Similarly, weatherization of homes is often cited as the “low-hanging fruit” in reducing greenhouse gas emissions associated with heating and cooling buildings. This is also the subject of a new World Health Organization report on “Health and the Green Economy: Co-Benefits to Health of Climate Change Mitigation (Housing Sector).” We also need better indicators of what green healthy housing looks like and how consumers can recognize it. One major way to accomplish that is to standardize labeling systems for green healthy housing, such as LEED for Homes or Enterprise Green Communities standards. But to do that, we must end the proliferation of green rating systems. Internationally, there are well over 30 such systems. I believe that the best way to standardize these systems is through validation from rigorous scientific studies. But right now, our health research system, principally housed at the National Institutes of Health, does not contain an institute that examines housing. We need a National Institute for Healthy Green Housing to fund independent solid scientific research, which can be expected to produce numerous innovations, as it has for pharmaceuticals and other interventions.
The costs and benefits of green healthy housing need to be quantified. We have completed such cost/benefit analyses for housing interventions associated with childhood lead poisoning and asthma, but this has not yet been done for broader green healthy housing efforts. Such a cost/benefit analysis could help to produce financing mechanisms to expand the resources available for green healthy housing for the vast majority of housing.
Currently, there is some limited funding available for low-income housing (HUD’s Green Sustainability Initiative) and for upper-income housing, but virtually nothing for the broad middle. Financing systems that enable average homeowners to make green healthy housing investments in their own homes will help to create a marketplace that allows for competition and innovation in green healthy housing.
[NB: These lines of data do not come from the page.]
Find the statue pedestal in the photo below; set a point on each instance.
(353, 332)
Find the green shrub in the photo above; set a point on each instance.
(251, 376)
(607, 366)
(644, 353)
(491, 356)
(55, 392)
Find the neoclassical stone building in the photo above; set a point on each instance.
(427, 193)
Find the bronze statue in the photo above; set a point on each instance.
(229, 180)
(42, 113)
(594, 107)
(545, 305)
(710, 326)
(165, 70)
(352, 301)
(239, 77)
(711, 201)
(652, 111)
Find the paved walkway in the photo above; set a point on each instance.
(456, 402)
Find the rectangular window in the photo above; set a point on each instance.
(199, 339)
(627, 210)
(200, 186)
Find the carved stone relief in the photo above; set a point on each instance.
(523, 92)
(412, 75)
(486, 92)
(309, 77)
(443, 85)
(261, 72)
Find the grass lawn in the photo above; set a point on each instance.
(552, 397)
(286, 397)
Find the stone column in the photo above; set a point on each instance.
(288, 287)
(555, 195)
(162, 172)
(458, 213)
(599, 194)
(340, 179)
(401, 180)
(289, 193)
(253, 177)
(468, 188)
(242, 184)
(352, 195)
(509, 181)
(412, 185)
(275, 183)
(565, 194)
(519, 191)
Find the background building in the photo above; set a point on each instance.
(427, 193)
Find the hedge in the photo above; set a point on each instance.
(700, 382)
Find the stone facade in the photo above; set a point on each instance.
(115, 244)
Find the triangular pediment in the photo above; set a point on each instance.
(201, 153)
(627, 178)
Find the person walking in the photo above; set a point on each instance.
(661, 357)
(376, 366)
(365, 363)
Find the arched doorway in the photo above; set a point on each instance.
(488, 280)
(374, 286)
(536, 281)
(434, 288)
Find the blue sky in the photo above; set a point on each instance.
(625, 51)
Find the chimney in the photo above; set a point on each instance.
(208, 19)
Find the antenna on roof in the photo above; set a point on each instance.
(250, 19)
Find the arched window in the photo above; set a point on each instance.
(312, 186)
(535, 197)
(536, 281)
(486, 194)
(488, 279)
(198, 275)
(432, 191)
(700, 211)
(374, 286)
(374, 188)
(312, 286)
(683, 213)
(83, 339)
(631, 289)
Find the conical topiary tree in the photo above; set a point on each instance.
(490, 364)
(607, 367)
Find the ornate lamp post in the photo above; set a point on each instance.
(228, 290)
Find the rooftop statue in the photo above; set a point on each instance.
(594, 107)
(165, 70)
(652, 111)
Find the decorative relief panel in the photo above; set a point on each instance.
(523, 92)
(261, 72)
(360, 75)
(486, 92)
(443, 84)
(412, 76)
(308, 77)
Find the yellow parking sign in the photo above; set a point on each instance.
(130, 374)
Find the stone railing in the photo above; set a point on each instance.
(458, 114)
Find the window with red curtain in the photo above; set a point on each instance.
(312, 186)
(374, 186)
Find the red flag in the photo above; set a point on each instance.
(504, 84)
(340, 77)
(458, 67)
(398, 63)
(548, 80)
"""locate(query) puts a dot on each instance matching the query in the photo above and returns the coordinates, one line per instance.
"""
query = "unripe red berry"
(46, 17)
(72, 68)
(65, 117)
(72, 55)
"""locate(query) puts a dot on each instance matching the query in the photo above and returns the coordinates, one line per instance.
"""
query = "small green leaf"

In short, the evidence on how green healthy housing improves health has grown substantially in the past few years. We must act on that evidence and make green healthy housing the norm, not the exception. One way to do this is to persuade government and industry that indoor environmental improvements will have a huge beneficial impact on reducing medical costs. A recent study completed in Great Britain revealed a sevenfold reduction in medical costs directly related to improvements in housing standards.
We should apply all we learned from lead mitigation to all housing hazards—mold, asthma, radon, and injury prevention. Right now, we’re looking into how much money the federal government could save in Medicaid expenses just by improving indoor environmental quality standards—and containing health care costs is a crucial issue now before the nation. Better indoor environmental quality standards should be an important part of that conversation.